The discussion centers on proving the cardinality equivalence between the intervals (0,1] and [0,1]. The user has successfully demonstrated that [0,1) has the same cardinality as (0,1] through injectivity and surjectivity, and that [0,1] is equivalent to (0,1) by establishing a function with an inverse. The user seeks alternative methods for proving the equivalence of (0,1] and [0,1], specifically exploring the use of equivalence relations, although they express skepticism about this approach.
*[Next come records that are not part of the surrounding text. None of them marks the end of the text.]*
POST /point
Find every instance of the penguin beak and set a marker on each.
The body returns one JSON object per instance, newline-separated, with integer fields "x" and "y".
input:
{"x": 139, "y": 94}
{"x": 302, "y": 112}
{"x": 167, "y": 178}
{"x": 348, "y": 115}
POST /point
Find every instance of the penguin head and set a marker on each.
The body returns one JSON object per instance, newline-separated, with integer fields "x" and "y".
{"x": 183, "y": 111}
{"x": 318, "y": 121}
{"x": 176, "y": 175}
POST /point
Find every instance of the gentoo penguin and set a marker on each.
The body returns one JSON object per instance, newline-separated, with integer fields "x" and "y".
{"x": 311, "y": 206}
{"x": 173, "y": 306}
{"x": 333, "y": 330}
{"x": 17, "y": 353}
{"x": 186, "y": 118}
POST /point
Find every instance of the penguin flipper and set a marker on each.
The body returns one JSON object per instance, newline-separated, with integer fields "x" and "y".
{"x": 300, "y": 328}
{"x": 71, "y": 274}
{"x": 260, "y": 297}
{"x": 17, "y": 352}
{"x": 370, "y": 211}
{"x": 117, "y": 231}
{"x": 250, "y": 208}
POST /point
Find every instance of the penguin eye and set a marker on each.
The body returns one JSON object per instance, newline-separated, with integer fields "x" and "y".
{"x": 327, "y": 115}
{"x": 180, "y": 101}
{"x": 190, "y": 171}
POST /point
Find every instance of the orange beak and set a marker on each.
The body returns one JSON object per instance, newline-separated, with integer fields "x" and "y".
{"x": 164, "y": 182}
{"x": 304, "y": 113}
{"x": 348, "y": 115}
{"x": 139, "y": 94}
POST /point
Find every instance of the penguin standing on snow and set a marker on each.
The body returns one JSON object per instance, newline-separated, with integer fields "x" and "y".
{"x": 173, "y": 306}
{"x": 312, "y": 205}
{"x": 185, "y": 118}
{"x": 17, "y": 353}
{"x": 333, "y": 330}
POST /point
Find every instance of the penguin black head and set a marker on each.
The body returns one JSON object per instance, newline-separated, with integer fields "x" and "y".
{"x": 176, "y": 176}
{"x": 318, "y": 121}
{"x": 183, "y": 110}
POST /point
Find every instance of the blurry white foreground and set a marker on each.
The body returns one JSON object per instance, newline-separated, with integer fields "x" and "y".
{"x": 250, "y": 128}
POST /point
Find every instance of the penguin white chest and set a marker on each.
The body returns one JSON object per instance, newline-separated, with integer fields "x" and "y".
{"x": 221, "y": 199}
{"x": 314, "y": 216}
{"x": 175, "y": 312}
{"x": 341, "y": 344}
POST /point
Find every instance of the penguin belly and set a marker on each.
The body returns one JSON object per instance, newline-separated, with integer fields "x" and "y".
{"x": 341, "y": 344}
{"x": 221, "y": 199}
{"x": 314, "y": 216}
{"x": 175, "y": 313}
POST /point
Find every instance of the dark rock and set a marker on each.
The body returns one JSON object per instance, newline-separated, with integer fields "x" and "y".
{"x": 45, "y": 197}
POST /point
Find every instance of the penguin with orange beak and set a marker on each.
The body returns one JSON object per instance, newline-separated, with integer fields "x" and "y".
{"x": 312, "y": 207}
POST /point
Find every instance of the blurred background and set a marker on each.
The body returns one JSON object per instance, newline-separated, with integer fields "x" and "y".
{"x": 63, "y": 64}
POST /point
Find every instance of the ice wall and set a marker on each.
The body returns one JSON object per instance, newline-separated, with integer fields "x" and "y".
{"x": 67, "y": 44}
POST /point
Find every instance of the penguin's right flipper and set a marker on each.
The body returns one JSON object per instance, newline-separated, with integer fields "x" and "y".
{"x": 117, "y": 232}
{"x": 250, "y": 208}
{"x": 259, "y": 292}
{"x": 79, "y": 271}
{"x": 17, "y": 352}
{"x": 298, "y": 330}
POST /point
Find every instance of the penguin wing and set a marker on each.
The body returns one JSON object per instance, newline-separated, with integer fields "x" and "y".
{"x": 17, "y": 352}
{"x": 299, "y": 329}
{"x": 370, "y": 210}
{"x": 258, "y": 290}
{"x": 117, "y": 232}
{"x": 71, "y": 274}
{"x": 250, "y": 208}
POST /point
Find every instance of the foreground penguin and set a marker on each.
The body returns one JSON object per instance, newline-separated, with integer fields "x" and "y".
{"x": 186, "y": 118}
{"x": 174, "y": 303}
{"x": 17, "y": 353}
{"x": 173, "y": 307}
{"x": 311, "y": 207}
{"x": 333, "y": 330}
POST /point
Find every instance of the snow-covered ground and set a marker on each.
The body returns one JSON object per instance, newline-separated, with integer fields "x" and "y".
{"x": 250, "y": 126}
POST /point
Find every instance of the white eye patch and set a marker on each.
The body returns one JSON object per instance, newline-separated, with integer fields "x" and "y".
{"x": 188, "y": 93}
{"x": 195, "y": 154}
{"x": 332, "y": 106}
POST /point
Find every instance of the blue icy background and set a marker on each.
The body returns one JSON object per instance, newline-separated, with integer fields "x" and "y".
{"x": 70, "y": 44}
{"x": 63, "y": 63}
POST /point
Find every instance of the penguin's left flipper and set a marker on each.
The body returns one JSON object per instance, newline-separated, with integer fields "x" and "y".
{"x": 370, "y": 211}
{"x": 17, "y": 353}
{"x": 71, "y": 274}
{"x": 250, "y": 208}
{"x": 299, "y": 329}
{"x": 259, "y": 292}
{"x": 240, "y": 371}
The cardinality definition is reinforced with the notation |A|=|B| indicating the existence of a bijection between sets A and B.

PREREQUISITES
  • Understanding of cardinality and bijections in set theory
  • Familiarity with the concepts of injectivity and surjectivity
  • Knowledge of equivalence relations and their properties
  • Basic comprehension of uncountably infinite sets and their unions
NEXT STEPS
  • Research the properties of equivalence relations in set theory
  • Study the concept of bijections in greater depth, particularly in relation to cardinality
  • Explore theorems regarding the union of uncountably infinite sets
  • Investigate alternative methods for proving cardinality equivalences beyond bijections
USEFUL FOR

Mathematicians, students of set theory, and anyone interested in understanding cardinality and its implications in mathematical proofs.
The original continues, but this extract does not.